After few trips to caves - and I mean the cave as the nature created them, no concrete walkways, just the mud and narrow passages - I was hooked. In the natural darkness, your life depends on light. No light, no safe way out. These 5$ headlamps with "fire" in their names from ebay are not the best choice and professional lamps like Scurion are quite expensive. So? Let's make custom headlamp!
What I need from the headlamp:
- Mud/water/shock/bomb proof casing.
- Long burntimes with reasonable light output.
- High power mode for photography and large areas.
- High efficiency.
- Reasonable CRI and warmish color temperature.
- Wide range of output power.
- Flood and spot LED.
- Thermal and low voltage limits.
- Reasonably low-cost.
After the first iteration I was still not satisfied. Cooling through vias under LEDs was insufficient, going over 200 lumens was complicated, the custom LED driver based on PIC MCU internal comparator was far from being effective,... So here comes the new iteration!

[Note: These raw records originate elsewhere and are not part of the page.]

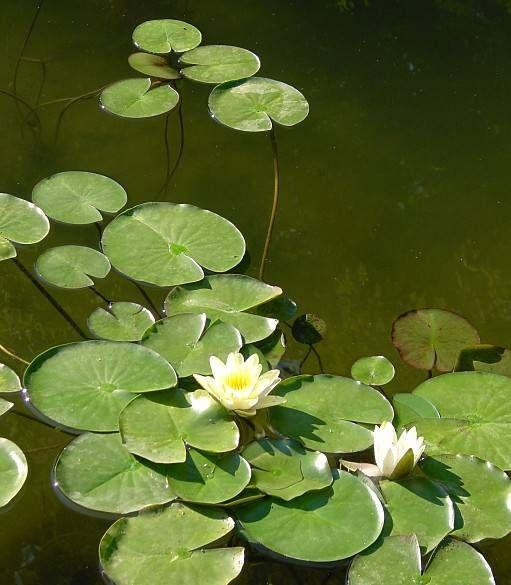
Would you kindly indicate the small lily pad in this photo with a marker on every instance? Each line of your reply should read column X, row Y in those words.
column 252, row 105
column 78, row 197
column 174, row 243
column 72, row 266
column 120, row 322
column 219, row 64
column 134, row 98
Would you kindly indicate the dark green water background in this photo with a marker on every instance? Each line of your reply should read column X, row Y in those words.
column 395, row 193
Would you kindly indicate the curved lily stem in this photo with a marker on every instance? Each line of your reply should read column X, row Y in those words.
column 50, row 298
column 275, row 203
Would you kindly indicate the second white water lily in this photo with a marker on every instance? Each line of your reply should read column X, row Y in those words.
column 239, row 384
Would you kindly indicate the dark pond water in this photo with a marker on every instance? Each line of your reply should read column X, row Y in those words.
column 395, row 193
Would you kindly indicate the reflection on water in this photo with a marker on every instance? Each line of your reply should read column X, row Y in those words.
column 394, row 192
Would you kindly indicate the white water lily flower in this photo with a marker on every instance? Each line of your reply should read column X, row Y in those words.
column 239, row 385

Newest Cree XP-L2 LED can go up to 3 A (or more if you are crazy enough), most low voltage LED drivers can't run on such currents and these that can won't work below 4 volts or so. Therefore I designed custom buck driver that can work on single 18650 Li-Ion with currents over 2 amps (higher currents can be reached by replacing coil and MOSFET for higher power alternatives).
It's hystersis driven buck converter with current feedback. The current is sensed on 0,056 ohm resistor, voltage across this resistor is amplified by opamp and fed to the comparator. The comparator is brain of the driver. When the measured voltage is higher than reference voltage generated by MCU, it turn's the MOSFET off, current drops below hystersis, MOSFET is turned on again and the cycle starts again. Nothing fancy, but quite simple. Only few parts are required and measured efficiency is reaching 96 % (when battery voltage is close to output voltage, average efficiency is around 90 %).
One disadvantage of such design is limited lowest possible current, it can't go below half of the hystersis current. So for this reason 10-100 % output is constant current, 0-10 % is dimmed by PWM.
The lamp is controlled by attiny 841. It generates two PWM signals which are fed to RC filter to get a DC voltage reference for two LED drivers.
The MCU is taking care of low voltage and overheating, when certain limits are reached, the output power is limited. When the battery is almost flat, the lamp switches to low power mode that can run for few more hours.
I'm also experimenting with automated light control based on reflected light. The light is measured by phototransistor and processed through PID regulator. It works quite nice on very short distances, but the sensitivity is too low for real use so far as the phototransistor is buried at the bottom of the lamp and only a tiny fraction of reflected light can reach it.
I'm using optiboot bootloader, but the code itself is completely arduino-free. No arduiono libraries were used, just the pure avr-glibc and custom makefile. To make it a bit friendly to other programmers, the hardware control routines form a simple API. To write a custom control mode only basic C knowledge is required, no need to touch hw directly. The API will provide programmer with button states, time of button press/release, light control in 255 steps for each high power LED, etc.
The body is machined from 6082 alluminium alloy.
Battery box is 3D printed from PET-G. To improve the waterproofness I painted it with ABS dissolved in isopropyl alcohol.
The lamp can run on single 18650, but to improve the burn times, I designed battery box for two cell pack. Two parallel 18650 can provide enough power for the whole day caving trip easily. The battery pack is protected by custom board with BQ29700 controller.